The use of sonochemotherapy can extend the survival and well-being time of stage III or IV pancreatic cancer patients without any increase in serious adverse events.
ChineseClinicalTrials.gov ChiCTR2100044721 CLINICAL RELEVANCE STATEMENT: This multicentre, randomised, controlled trial has proven that sonochemotherapy, namely, the combination of diagnostic ultrasound, microbubbles, and chemotherapy, could extend the overall survival of patients with end-stage pancreatic ductal adenocarcinoma from 6.10 to 9.10 months without increasing any serious adverse events.
• This is the first multicentre, randomised, controlled trial of sonochemotherapy for clinical pancreatic cancer treatment using ultrasound and a commercial ultrasound contrast agent. • Sonochemotherapy extended the median overall survival from 6.10 (chemotherapy alone) to 9.10 months. • The disease control rate increased from 42.50% with chemotherapy to 73.68% with sonochemotherapy.
声化疗利用微泡(MB)辅助超声(US)来递送化疗药物,具有增强肿瘤化疗的潜力。已经证明,US 和 MB 的联合使用可以延长胰腺癌患者的生存时间。这项 2 期临床试验旨在通过 US 和 MB 确定无法手术的胰腺导管腺癌的声化疗的临床疗效和安全性。
2018 年 7 月至 2021 年 3 月期间招募了 82 名 III 期或 IV 期胰腺癌患者,并随访至 2022 年 9 月。在化疗输注后使用改良的诊断性 US 扫描仪进行 30 分钟的 US 治疗。主要终点是总生存期(OS),次要终点是东部合作肿瘤学组(ECOG)状态<2、无进展生存期(PFS)、疾病控制率(DCR)和不良事件。
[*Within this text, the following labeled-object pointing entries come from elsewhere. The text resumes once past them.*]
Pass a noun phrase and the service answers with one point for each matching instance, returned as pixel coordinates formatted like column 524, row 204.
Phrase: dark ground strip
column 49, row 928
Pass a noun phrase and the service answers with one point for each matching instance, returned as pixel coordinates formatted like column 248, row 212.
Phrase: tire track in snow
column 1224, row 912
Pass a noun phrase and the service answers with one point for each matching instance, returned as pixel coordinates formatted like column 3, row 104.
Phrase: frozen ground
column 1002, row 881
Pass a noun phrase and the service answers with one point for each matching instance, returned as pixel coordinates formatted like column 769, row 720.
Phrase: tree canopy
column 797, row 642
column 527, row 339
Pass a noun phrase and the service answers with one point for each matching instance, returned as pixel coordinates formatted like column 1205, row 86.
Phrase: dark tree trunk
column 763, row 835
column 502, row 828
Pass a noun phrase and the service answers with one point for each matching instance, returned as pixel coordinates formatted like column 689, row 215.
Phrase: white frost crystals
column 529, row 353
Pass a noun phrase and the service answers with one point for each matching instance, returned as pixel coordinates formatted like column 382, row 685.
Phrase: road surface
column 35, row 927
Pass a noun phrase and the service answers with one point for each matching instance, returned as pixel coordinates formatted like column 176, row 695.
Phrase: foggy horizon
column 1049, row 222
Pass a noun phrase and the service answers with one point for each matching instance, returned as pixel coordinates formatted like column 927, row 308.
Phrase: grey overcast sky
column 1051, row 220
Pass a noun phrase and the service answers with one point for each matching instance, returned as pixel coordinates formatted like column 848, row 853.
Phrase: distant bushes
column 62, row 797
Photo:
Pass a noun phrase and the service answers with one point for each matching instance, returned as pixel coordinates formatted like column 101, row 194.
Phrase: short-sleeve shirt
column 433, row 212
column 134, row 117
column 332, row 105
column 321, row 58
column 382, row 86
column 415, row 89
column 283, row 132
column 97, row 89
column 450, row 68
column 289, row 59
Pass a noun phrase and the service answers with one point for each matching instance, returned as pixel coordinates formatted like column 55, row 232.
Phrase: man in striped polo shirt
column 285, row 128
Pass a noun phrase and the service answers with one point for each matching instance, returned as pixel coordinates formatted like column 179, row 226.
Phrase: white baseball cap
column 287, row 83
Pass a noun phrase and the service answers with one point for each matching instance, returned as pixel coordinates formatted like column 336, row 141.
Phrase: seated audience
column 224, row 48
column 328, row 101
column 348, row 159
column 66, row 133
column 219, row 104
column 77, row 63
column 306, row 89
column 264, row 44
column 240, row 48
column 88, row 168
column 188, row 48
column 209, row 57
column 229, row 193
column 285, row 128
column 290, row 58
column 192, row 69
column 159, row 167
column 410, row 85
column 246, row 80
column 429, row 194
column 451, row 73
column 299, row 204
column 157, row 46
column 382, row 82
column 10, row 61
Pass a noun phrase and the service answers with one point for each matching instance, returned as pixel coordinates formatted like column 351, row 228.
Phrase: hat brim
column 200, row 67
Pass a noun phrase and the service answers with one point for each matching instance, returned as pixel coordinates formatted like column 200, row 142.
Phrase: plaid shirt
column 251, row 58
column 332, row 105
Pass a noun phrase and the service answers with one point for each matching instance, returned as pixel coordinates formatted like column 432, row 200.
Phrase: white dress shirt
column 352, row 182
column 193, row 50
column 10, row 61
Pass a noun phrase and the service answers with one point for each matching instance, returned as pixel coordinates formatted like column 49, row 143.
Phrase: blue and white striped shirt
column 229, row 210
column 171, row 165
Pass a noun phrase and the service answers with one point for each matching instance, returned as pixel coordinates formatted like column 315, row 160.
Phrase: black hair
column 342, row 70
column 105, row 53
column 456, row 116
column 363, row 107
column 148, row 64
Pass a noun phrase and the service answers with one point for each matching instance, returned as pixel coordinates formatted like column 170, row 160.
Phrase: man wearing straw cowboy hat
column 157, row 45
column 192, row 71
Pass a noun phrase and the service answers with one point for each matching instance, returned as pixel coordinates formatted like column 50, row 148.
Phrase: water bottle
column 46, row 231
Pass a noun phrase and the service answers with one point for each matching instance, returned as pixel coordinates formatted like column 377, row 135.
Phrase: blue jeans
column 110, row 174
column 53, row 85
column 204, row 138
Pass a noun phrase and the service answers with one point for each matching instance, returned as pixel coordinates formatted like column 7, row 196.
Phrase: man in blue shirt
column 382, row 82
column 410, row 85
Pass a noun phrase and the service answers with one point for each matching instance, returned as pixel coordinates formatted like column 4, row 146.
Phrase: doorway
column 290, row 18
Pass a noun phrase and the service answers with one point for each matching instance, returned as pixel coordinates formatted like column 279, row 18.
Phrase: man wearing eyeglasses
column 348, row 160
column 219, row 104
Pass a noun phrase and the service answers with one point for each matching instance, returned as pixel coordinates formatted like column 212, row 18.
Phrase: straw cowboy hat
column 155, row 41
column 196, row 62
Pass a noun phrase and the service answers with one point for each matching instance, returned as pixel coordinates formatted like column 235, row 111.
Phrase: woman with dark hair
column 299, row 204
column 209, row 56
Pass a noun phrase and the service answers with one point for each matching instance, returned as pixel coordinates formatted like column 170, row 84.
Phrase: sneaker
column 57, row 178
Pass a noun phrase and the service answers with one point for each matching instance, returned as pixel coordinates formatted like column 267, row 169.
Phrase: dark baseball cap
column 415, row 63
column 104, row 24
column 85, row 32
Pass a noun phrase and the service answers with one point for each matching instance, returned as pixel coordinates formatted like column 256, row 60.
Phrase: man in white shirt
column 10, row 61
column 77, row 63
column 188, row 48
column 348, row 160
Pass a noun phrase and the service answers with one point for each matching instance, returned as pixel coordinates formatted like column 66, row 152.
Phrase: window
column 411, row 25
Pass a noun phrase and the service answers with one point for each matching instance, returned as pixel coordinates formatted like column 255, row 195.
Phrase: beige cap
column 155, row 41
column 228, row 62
78 名患者被随机分配(化疗组 40 名,声化疗组 38 名)。声化疗的中位 OS 长于化疗组(9.10 个月比 6.10 个月;p = 0.037)。声化疗的中位 PFS 为 5.50 个月,而化疗组为 3.50 个月(p = 0.080)。声化疗组 ECOG 状态<2 的时间长于化疗组(7.20 个月比 5.00 个月;p = 0.029)。声化疗组的 DCR 为 73.68%,对照组为 42.50%(p = 0.005)。两组总体不良事件发生率平衡。
声化疗可延长 III 或 IV 期胰腺癌患者的生存和缓解时间,而不会增加严重不良事件。
ChineseClinicalTrials.gov ChiCTR2100044721 临床相关性声明:这项多中心、随机、对照试验已经证明,声化疗,即诊断性超声、微泡和化疗的联合使用,可以将终末期胰腺导管腺癌患者的总生存期从 6.10 个月延长至 9.10 个月,而不会增加任何严重的不良事件。
• 这是首次使用超声和商业超声造影剂治疗临床胰腺癌的多中心、随机、对照的声化疗试验。
• 声化疗将中位总生存期从 6.10 个月(单独化疗)延长至 9.10 个月。
• 疾病控制率从化疗的 42.50%增加到声化疗的 73.68%。